Autres éléments clés pour s'assurer que le candidat «convoité» n'ira pas voir la concurrence : le soin apporté aux conditions de travail et la flexibilité induite notamment par le recours partiel au télétravail. Celui apporté également à l'équilibre entre vie professionnelle et vie personnelle. Mais aussi les avantages sociaux (mutuelle, épargne salariale, tickets resto…), ou encore les possibilités d'évolution au sein de l'entreprise.
«Une candidature sur deux vient des réseaux sociaux»

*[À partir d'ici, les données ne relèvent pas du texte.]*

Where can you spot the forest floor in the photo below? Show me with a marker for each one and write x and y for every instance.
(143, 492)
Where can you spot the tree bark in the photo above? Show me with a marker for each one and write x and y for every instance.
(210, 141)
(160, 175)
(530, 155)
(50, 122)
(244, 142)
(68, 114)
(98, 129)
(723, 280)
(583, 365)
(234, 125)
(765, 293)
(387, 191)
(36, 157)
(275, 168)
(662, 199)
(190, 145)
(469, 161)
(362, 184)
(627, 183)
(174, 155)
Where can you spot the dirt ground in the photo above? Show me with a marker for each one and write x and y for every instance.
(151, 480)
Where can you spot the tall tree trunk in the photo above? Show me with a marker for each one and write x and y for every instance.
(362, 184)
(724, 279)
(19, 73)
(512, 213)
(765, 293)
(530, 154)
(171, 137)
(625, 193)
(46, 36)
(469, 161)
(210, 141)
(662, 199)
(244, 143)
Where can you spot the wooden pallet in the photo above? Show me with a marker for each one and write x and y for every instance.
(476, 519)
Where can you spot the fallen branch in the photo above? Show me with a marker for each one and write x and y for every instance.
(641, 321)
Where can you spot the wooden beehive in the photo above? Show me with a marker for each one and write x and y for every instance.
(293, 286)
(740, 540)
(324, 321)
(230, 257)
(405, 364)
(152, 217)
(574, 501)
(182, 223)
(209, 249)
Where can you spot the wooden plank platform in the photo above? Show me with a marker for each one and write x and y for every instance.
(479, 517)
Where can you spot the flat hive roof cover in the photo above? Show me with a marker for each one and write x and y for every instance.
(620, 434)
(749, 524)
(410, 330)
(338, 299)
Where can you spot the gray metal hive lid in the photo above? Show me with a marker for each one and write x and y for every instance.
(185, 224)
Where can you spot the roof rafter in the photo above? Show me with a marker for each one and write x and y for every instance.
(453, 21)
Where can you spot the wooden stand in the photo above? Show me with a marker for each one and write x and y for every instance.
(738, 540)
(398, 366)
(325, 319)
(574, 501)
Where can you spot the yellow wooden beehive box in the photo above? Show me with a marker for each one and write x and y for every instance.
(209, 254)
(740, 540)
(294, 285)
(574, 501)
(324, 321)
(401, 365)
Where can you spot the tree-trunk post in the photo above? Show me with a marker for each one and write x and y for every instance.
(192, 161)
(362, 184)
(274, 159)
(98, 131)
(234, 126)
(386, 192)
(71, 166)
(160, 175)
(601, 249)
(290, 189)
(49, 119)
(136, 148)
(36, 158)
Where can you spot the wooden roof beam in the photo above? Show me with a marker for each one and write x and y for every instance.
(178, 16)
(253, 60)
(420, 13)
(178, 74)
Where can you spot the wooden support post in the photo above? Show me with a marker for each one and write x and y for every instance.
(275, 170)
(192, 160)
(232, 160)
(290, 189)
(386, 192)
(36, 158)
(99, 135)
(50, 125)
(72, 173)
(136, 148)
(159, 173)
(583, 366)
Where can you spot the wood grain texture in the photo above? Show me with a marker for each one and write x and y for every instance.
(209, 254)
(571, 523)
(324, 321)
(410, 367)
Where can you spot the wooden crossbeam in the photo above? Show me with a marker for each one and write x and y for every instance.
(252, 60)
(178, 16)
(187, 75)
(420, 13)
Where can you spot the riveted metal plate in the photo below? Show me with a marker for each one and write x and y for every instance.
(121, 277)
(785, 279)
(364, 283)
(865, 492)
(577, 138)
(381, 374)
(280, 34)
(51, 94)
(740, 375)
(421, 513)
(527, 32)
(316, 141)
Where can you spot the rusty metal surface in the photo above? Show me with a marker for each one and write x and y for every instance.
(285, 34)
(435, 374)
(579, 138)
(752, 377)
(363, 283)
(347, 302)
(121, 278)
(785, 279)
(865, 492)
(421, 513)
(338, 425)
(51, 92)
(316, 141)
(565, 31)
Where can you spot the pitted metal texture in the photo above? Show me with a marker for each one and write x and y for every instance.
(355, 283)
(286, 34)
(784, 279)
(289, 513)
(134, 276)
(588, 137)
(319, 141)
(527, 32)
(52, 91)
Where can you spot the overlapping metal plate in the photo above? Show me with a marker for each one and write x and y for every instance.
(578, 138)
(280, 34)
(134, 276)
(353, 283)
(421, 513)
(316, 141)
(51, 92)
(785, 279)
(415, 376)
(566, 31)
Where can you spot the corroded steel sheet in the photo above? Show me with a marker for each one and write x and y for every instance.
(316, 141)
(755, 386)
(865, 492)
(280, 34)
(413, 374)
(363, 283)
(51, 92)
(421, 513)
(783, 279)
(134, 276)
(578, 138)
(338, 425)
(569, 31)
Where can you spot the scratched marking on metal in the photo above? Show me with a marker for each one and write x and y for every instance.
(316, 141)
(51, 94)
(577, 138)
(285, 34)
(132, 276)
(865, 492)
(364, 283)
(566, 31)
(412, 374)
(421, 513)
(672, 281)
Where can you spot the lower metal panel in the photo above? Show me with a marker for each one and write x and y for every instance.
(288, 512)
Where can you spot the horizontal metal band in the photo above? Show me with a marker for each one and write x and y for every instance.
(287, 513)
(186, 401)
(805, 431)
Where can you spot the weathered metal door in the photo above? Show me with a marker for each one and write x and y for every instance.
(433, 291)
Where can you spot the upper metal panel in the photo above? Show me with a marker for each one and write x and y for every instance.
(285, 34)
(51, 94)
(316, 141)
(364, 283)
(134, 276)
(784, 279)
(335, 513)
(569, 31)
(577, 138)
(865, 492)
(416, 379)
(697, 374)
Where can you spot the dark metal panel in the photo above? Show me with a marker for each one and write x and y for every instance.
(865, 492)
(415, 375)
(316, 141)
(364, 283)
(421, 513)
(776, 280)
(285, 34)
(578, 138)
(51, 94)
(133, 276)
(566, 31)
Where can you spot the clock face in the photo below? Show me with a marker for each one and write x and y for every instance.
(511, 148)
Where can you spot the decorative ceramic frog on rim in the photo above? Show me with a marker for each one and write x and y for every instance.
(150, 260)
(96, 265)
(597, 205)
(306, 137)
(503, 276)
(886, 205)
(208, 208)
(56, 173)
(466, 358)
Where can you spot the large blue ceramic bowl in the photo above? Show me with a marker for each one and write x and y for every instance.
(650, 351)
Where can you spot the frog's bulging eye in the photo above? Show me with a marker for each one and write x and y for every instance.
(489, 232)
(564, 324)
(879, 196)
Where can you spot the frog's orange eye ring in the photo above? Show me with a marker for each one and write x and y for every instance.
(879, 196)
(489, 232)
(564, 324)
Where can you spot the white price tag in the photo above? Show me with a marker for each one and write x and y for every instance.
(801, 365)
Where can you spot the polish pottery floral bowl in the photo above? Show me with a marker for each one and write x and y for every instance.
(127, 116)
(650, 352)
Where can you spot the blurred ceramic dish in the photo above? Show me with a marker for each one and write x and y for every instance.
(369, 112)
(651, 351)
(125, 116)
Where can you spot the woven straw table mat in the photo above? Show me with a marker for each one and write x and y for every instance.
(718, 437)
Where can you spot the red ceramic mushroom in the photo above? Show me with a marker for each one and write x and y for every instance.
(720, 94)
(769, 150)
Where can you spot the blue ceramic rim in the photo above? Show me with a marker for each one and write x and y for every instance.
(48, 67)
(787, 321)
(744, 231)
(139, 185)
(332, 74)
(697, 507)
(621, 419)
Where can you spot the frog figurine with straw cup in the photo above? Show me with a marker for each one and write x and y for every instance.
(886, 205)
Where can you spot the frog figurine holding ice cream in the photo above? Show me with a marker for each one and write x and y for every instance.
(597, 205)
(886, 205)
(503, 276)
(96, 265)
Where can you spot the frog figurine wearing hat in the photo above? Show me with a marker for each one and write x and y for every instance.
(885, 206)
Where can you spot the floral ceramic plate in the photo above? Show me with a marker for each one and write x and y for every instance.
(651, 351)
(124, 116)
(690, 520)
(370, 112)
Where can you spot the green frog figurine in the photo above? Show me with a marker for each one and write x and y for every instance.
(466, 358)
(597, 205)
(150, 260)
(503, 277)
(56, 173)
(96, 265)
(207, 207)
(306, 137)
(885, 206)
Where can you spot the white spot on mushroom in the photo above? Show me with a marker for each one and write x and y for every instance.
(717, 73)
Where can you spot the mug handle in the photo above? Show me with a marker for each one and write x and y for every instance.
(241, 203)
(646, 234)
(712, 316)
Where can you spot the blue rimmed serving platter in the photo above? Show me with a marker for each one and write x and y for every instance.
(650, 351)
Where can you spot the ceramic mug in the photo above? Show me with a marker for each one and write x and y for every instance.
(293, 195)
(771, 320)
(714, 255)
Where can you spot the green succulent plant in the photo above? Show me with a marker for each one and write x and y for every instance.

Mais il existe un autre levier que de plus en plus de recruteurs n'hésitent plus à actionner : la communication sur les réseaux sociaux. Xavier Rodriguez, à la tête du groupe Jarnias, spécialiste des travaux complexes, peut en témoigner : «Il s'agit de donner une autre image de nos métiers souvent boudés, voire dénigrés» explique t-il aux Echos. Précisant : «Je suis toutefois de ceux qui ne veulent pas montrer que le beau et le positif. Pour nous, cela veut dire parler des belles missions glamours comme sécuriser le show sur les toits pendant la cérémonie d'ouverture des JO de Paris, mais aussi parler de maintenance sur une usine d'incinération de déchets.»
Xavier Rodriguez l'affirme : même si la visibilité en ligne de son entreprise représente beaucoup de travail, «environ une candidature sur deux vient des réseaux sociaux.» D'autres ont aussi franchi le pas et s'assurent une présence sur LinkedIn, lieu virtuel privilégié pour les prises de contact professionnelles, mais aussi sur TikTok. Ainsi, Victoire de Margerie, directrice de la communication de Dassault Systèmes, a lancé la chaîne de la société sur ce réseau : «On n'y était pas du tout attendus. Au début, ça a un peu grincé en interne mais aujourd'hui, cette stratégie a été payante», dit-elle, assurant que la plateforme lui apporte un nombre grandissant de candidats.
LinkedIn : une valeur sûre
Si les recruteurs passent du temps sur les réseaux, c'est parce que ces derniers sont désormais des outils privilégiés par les candidats. Comme l'indique le site spécialisé en ressources humaines Seeqle, chaque internaute possède en moyenne un compte sur cinq réseaux sociaux. Ces derniers offrent donc aux employeurs l'assurance d'entrer en contact avec des candidats qui, «pour 80% d'entre eux, ne sont pas présents sur les sites d'emploi» avance Seeqle. Le site expose également que près des trois quarts des travailleurs âgés de 18 à 34 ans ont trouvé leur dernier emploi via les réseaux sociaux et que près de 90 % des recruteurs déclarent avoir embauché quelqu'un à partir de LinkedIn.